How to use pinned memory for 3D arrays in CUDA?

Body:

Hello CUDA community,

I am working on optimizing data transfer between CPU and GPU for 3D arrays in CUDA. I want to use pinned (lock-page) memory to speed up the data transfer process. Here is my approach, and I would like to confirm if my understanding is correct:

  1. Allocate pinned memory: First, I plan to allocate pinned memory with the same size as my 3D arrays.
  2. Copy CPU arrays to pinned memory: Then, I will copy the data from the regular CPU arrays to the allocated pinned memory.
  3. Transfer data to GPU: Finally, I will transfer the data from the pinned memory to the GPU using cudaMemcpy.

Here is the code I currently have:

fortran

复制代码

istat = cudaMemcpy(AXDENS1, AXDENS, 64*31*5)
istat = cudaMemcpy(AXXMOM1, AXXMOM, 64*31*5)
istat = cudaMemcpy(AXYMOM1, AXYMOM, 64*31*5)
istat = cudaMemcpy(AXENER1, AXENER, 64*31*5)

Is this the correct approach for using pinned memory with 3D arrays in CUDA? Should I first copy the data to pinned memory and then transfer it to the GPU?

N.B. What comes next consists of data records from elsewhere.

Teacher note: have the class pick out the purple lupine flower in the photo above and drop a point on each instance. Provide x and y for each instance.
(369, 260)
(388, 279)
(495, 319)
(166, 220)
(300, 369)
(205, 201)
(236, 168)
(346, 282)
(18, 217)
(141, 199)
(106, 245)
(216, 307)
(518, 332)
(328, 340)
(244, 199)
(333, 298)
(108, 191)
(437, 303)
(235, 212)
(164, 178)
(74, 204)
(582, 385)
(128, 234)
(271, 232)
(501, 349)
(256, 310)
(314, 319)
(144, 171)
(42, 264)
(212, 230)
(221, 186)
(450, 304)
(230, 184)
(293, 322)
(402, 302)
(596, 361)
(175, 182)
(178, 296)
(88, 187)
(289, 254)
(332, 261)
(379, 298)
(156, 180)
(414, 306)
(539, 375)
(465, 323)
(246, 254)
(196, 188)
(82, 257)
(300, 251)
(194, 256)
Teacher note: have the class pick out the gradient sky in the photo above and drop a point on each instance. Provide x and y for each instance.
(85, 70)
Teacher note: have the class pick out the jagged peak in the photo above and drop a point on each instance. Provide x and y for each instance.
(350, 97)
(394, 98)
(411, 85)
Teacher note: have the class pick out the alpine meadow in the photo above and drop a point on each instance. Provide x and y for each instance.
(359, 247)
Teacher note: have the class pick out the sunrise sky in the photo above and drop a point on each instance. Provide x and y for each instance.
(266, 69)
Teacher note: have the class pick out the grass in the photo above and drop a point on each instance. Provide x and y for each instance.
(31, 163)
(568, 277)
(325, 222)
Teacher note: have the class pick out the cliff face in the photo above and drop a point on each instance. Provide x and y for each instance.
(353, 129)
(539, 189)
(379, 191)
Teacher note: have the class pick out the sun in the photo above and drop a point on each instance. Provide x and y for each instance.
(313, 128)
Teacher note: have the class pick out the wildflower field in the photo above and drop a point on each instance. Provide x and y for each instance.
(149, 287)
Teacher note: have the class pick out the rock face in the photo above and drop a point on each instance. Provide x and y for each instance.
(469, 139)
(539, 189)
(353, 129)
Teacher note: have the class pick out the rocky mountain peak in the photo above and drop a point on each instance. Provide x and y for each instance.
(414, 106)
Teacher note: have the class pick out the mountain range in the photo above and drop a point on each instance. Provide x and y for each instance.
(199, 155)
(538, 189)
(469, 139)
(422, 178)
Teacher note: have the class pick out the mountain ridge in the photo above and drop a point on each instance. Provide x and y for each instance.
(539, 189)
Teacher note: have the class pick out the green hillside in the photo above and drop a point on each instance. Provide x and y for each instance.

Thank you in advance for your help!


Additional Info:

  • CUDA version: [specify version]
  • GPU model: [specify GPU model]
  • OS: [specify OS]

I usually suggest that questions pertaining to CUDA Fortran be posted in the subforum for nvfortran.

Perhaps you can somehow pin the regular CPU arrays in the first place.